Re: [TSCM-L] Re: Aerogel now publicly available in sample quantities

From: kondrak <kon..._at_phreaker.net>
Date: Fri, 10 Feb 2006 23:28:26 -0500
True, I was always most interested in its thermal properties.

At 23:23 2/10/2006, you wrote:

I don't think it's that far off topic, especially when you consider an aerogel's IR filtering and acoustic insulation properties..

Some unique high frequency properties as well.

kondrak wrote:

This has been one of my areas of great interest.
 The manufacturing process involves evaporating an alcohol from the gel.
From:
http://homepages.cae.wisc.edu/~aerogel/aboutaerogel.html#aerogel

< http://homepages.cae.wisc.edu/%7Eaerogel/aboutaerogel.html#aerogel >--fwd
Aerogel is made by drying the alcogel and extracting the liquid from the solid silica component.  If you have ever left Jell-O out of the refrigerator, you probably will have noticed that it shrunk and got fairly disgusting in the matter of a few days.  The same thing happens to alcogel when it is dried by evaporating the solvent off.  The evaporating liquid solvent causes the alcogel's solid silica component to collapse by capillary action.  This means that after the solvent has been completely taken out of the gel, the gel has collapsed and formed a dense solid that is a pitiful 10% of the original volume of the gel.  This solid is called xerogel (xero=hard, gel=gel) and is how they make things like contact lenses and high-purity lenses.
--end

Im waiting for someone to start selling stock in a company producing fireproof clothing out of it. Its also been mentioned as a repair for damage to the Shuttle in space, and ceramic/aerogel tiles have been produced.

Sorry if this is horribly OT, but this is a scientific breakthrough I'm extremely interested in, and after all most of us are scientists at heart on this list.


At 21:27 2/10/2006, you wrote:

http://www.unitednuclear.com/aerogel.htm

Aerogel is made from Silicon Dioxide, the same material as ordinary Glass, only 1,000 times less dense.

Aerogel (also called 'frozen smoke' because of its hazy blue appearance), is a truly remarkable material.

It is the lightest and lowest-density solid known to exist, and holds an unbelievable 15 entries in the Guinness Book of World  Records, including best insulator and lowest density solid.

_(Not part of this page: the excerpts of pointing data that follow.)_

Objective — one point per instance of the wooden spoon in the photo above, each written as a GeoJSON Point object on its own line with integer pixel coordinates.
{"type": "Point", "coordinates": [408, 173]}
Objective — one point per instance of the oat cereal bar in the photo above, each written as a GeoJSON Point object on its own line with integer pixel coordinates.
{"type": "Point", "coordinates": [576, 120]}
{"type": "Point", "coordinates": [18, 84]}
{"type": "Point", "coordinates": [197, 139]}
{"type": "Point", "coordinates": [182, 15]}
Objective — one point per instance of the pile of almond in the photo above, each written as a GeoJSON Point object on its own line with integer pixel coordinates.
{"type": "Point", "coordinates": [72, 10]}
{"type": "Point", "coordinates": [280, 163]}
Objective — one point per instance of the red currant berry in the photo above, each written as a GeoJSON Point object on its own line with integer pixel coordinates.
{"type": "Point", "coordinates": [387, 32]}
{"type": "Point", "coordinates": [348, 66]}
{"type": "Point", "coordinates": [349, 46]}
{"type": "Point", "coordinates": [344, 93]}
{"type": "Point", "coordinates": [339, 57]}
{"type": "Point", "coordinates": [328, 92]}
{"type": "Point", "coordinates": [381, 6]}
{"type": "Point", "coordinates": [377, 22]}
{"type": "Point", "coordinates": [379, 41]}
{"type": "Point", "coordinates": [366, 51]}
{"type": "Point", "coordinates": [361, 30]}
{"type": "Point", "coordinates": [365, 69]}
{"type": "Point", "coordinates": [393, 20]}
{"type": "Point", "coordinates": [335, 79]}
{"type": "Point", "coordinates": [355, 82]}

Aerogel is composed of 99.8% air and is chemically similar to ordinary glass.

Being the world's lightest known solid, it weighs only three times that of air.

When handled, Aerogel feels like a very light, hard foam. Being chemically similar to glass, it also happens to shatter like glass, yet is incredibly strong structurally, and can support thousands of times its own weight. Theoretically, a block weighing less than a pound could support a weight of half a ton.

Due to its microstructure, Aerogel is a powerful desiccant, rapidly absorbing any moisture in your fingertips when held. This usually leaves some dry spots on the skin that disappear in a short time.

Aerogel's true strength is its incredible insulating properties. It negates just about any kind of energy transfer - thermal, electrical or acoustic.

A one-inch thick Aerogel window has the same insulation value as 15 panes of glass and trapped air - which means a conventional window would have to be ten-inches thick to equal a one-inch thick Aerogel window.

Aerogel's density is just 3 milligrams per cubic centimeter.  Its melting point is 2,200 degrees F (1,200 degrees C).

A large panel of Aerogel was most recently used by NASA in the Stardust mission, which successfully collected collect comet & interstellar dust samples & returned them to Earth. Previously, it was used in the Mars Pathfinder Rover to insulate its components from the large temperature swings on Mars.